NEW YORK, NY.- Bonhams' extraordinary sale of historical paper, titled Treasures from the Caren Archive: How History Unfolds on Paper, realized $1,370,000 on April 7. The 300 lots on offer were selections from The Caren Archive, the property of Eric Caren. They included rare newspapers, broadsides, photographs, books and manuscripts dating from the 16th century through the 1960s. Nearly 200 bidders from a dozen countries participated.

“It is gratifying to see the tremendous emotional power that these documents hold being appreciated in the marketplace,” said Christina Geiger, Director of the Books and Manuscripts Department at Bonhams New York. “This result is a testament to Eric Caren's astonishing ability to hunt down rare and unusual material that excites collectors around the globe.”

Americana proved to be the most desirable collecting category, generating tremendous pre-sale interest.
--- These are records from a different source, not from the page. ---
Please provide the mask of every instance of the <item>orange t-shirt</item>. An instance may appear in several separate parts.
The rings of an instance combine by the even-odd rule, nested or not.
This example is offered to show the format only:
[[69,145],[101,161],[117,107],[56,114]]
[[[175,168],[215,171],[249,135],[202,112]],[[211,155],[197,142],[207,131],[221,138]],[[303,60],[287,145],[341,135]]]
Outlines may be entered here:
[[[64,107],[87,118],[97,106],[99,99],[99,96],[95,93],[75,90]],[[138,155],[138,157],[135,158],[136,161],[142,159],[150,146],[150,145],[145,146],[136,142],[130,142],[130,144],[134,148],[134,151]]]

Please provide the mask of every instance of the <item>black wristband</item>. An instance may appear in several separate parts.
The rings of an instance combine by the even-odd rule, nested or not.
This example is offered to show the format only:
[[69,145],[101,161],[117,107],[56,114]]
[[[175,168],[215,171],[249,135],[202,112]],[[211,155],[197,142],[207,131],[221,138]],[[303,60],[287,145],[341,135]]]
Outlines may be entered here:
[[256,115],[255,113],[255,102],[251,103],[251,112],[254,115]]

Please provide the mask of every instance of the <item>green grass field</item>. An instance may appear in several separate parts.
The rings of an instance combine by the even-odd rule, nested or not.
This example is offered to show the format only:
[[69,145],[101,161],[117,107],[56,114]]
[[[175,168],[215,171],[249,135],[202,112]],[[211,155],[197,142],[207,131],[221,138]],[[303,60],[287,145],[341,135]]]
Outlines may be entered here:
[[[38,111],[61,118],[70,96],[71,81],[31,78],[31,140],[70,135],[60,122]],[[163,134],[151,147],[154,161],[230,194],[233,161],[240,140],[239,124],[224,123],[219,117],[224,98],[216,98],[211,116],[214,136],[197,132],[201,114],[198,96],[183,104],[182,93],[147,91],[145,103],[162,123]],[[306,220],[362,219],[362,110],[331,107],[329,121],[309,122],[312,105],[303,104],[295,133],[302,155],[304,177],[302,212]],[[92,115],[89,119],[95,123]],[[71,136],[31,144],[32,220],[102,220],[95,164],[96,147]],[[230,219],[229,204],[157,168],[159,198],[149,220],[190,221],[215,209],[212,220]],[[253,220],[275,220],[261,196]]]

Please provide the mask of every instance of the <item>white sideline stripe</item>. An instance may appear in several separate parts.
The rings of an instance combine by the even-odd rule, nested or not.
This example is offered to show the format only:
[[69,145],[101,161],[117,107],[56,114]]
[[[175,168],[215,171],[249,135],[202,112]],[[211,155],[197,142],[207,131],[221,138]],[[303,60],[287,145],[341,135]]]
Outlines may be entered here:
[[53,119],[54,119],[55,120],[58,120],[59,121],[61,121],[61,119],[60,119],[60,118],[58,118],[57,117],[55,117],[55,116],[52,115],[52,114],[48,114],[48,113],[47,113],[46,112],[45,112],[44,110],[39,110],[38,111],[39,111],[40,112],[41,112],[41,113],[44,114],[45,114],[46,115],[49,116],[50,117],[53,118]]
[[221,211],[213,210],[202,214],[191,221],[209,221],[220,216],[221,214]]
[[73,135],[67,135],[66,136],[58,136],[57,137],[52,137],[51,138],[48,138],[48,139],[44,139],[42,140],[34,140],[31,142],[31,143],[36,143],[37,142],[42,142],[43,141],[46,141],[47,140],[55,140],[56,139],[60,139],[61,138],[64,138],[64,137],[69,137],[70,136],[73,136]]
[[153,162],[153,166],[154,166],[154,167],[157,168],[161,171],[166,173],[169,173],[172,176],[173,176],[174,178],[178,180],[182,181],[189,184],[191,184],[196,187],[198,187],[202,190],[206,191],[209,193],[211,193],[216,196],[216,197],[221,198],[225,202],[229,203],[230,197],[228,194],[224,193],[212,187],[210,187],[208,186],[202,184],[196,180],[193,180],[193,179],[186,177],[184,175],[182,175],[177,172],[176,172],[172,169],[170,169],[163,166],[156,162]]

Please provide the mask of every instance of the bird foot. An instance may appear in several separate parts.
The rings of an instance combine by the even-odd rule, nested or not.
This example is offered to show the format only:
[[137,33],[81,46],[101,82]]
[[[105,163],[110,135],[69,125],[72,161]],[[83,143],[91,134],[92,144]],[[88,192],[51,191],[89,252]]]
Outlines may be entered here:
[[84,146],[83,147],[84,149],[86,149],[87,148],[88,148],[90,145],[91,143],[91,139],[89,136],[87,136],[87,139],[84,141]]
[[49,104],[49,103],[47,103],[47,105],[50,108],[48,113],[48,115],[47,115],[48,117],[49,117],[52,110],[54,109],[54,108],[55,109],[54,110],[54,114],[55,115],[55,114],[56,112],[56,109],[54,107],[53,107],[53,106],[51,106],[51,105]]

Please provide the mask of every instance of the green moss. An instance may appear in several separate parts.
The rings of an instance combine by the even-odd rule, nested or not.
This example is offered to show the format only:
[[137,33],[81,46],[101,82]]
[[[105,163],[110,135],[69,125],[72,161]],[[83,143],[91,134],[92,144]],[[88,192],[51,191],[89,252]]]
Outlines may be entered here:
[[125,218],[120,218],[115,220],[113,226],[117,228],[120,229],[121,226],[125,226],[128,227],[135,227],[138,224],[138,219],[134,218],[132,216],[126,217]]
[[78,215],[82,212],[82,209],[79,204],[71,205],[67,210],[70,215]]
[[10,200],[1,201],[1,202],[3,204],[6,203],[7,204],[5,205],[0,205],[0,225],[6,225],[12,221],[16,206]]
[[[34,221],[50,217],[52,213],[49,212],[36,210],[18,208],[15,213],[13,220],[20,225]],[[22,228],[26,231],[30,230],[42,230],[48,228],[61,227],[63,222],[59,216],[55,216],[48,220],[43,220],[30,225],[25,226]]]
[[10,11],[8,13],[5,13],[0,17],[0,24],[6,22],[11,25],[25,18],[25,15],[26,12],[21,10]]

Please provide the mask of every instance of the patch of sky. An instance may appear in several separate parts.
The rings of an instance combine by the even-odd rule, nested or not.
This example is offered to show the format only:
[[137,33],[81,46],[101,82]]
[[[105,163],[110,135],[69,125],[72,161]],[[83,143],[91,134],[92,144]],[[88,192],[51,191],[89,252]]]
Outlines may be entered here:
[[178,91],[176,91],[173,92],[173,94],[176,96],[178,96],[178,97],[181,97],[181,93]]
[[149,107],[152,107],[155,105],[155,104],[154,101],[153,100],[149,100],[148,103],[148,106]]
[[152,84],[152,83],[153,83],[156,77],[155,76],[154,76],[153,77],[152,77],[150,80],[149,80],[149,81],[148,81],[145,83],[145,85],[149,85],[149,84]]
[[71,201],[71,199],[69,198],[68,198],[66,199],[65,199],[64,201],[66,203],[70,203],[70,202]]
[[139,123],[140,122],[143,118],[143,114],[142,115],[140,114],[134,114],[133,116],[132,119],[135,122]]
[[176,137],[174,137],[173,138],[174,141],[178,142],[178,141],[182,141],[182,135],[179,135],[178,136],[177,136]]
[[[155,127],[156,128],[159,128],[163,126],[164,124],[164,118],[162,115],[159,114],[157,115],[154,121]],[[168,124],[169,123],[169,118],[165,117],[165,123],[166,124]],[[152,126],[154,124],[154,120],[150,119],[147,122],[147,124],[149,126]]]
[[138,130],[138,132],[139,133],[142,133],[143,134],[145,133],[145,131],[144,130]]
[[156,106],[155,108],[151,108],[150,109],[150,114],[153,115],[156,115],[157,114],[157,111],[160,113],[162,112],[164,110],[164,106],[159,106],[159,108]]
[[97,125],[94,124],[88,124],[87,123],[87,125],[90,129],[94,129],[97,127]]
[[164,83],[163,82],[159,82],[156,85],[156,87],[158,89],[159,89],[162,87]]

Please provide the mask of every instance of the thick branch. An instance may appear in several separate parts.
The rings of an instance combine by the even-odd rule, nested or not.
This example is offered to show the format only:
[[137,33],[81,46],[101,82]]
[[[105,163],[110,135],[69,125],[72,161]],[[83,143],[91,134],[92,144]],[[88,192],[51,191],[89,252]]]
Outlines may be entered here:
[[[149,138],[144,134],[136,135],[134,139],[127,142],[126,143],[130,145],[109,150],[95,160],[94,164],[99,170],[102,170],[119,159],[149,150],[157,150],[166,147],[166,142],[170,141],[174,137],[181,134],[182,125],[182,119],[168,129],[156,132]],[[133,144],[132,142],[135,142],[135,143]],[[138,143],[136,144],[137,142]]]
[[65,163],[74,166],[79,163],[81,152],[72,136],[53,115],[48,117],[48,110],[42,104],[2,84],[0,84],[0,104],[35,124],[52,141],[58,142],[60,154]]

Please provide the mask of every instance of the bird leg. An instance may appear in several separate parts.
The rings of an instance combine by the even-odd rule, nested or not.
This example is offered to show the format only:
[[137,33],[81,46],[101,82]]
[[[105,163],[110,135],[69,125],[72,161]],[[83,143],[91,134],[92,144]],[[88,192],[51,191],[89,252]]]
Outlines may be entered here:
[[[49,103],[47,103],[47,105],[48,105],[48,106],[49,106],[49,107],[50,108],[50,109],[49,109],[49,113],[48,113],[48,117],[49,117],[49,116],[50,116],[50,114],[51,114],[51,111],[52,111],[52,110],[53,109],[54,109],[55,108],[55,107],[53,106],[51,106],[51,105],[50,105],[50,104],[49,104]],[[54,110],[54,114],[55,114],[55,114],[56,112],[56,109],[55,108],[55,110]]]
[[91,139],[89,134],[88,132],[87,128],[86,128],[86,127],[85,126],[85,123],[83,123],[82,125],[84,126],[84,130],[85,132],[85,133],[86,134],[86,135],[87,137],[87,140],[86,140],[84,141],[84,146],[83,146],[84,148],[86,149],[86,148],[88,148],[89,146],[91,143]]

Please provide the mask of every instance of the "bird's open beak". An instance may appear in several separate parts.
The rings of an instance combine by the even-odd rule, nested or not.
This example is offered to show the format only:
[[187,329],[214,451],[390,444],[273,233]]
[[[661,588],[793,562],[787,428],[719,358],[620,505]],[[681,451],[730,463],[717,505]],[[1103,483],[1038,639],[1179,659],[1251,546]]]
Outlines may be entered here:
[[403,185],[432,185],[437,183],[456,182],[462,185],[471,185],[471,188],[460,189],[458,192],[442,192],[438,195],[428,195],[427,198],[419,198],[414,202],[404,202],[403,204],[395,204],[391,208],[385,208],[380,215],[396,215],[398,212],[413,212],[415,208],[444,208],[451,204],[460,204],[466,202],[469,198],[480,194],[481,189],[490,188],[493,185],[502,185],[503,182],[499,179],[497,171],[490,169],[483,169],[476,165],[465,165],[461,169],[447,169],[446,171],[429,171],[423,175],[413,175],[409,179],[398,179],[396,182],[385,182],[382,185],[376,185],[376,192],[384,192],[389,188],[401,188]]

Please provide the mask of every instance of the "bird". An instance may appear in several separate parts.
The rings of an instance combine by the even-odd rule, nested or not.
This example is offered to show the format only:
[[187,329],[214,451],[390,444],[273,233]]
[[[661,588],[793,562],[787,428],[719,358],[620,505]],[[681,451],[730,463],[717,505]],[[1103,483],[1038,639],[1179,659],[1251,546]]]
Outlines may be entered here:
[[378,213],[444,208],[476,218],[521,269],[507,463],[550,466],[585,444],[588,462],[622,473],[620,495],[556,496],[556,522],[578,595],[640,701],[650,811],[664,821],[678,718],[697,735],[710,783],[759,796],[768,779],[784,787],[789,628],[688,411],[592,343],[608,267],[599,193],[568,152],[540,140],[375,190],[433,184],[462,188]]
Leading the sale was the first (tied) Boston newspaper printing of the Declaration of Independence from The New-England Chronicle. Printed on July 18, 1776, the rare sheet soared past an estimate of $50,000-70,000 to realize $257,000.

One of the 18th century’s most powerful pieces of anti-British propaganda achieved $118,750, past an estimate of $25,000-35,000. Printed in 1775, “Bloody Butchery by the British Troops” listed the casualties from the battles of Lexington and Concord. The highly prized broadside has a striking design featuring 40 woodcut coffins.

Probably the most iconic image of the American Revolution is Paul Revere's colored broadside issued after the Boston Massacre: “The Bloody Massacre perpetrated in King-Street Boston on March 5th, 1770.” It was also quite successful in the sale, bringing $100,000 against an estimate of $25,000-35,000.

A trove of 16th century engraved news-sheets (Geschichtsblättern) focused on the European Wars of Religion and on the Anglo-Spanish War also proved popular, bringing $68,750 ahead of an estimate of $15,000-25,000. The compilation album of 290 copper-engraved views depicted news subjects from 1559 to 1602, by Frans Hogenberg and others. Of further note was a very rare 1676 first edition of A Brief History of the Warr With the Indians in New-England by Increase Mather. This book was a very early secular volume to be printed in America, by the very first printer in Boston, John Foster.

Mr. Caren is currently looking for a buyer for an en bloc collection of 200,000 further items from his outstanding Archive.